Bosnia and Herzegovina’s revised national War Crimes Processing Strategy, which was drafted back in 2018, was finally adopted on Thursday at an extraordinary session of the country’s Council of Ministers.

“For the past two years I have led the negotiations about the strategy, which involved reputed experts, and the strategy was given the green light at the Council of Ministers’ session today,” said state-level justice minister Josip Grubesa.

The revised national strategy is intended to clear up the country’s large backlog of war crimes cases.

It says that the state prosecution currently has more than 550 unsolved war crimes cases involving 4,500 known perpetrators and as many cases with unknown perpetrators.

The courts in Bosnia and Herzegovina’s two entities, the Federation and Republika Srpska, and in the Brcko District, have around 200 cases with known war crime perpetrators.

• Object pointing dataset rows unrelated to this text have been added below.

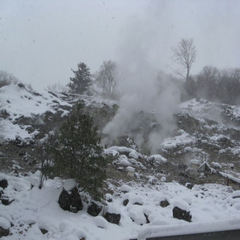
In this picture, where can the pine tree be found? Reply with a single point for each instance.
(77, 153)
(106, 79)
(82, 79)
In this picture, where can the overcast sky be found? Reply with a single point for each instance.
(41, 40)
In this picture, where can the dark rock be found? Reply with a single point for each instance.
(94, 209)
(5, 201)
(70, 201)
(189, 185)
(43, 231)
(4, 232)
(182, 214)
(164, 203)
(112, 217)
(125, 202)
(3, 183)
(21, 85)
(147, 219)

One of the goals of the newly-adopted strategy is to ensure the efficient distribution of cases to lower-level courts, a process which has not been working properly so far.

Milan Tegeltija, president of the High Judicial and Prosecutorial Council, the country’s judicial overseer, welcomed the adoption of the strategy.

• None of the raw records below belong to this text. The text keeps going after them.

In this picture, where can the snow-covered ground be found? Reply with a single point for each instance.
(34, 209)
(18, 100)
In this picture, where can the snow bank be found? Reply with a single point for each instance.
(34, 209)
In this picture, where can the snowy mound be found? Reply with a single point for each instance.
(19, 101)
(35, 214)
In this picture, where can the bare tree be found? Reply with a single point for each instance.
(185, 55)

“This is an extremely important step to speed up the processing of war crimes and satisfy the interests of justice,” said Tegeltija.

In 2008, the authorities adopted their first national strategy for processing war crimes cases which said that most complex cases would be processed at the state level within the following seven years, while all other cases would be transferred to the entity level and completed in 15 years, by 2023.

As the seven-year deadline expired in late 2015 without the most complex war crime cases having been completed at the state level, the revised strategy was prepared, specifying that a larger number of cases would be transferred to the entity level.

The revised strategy, to which the High Judicial and Prosecutorial Council gave its backing in February 2018, says that all cases should be processed by 2023.

But amid delays caused by elections and post-election political wrangling, the revised strategy did not make it onto the agenda of the Council of Ministers for approval until this week.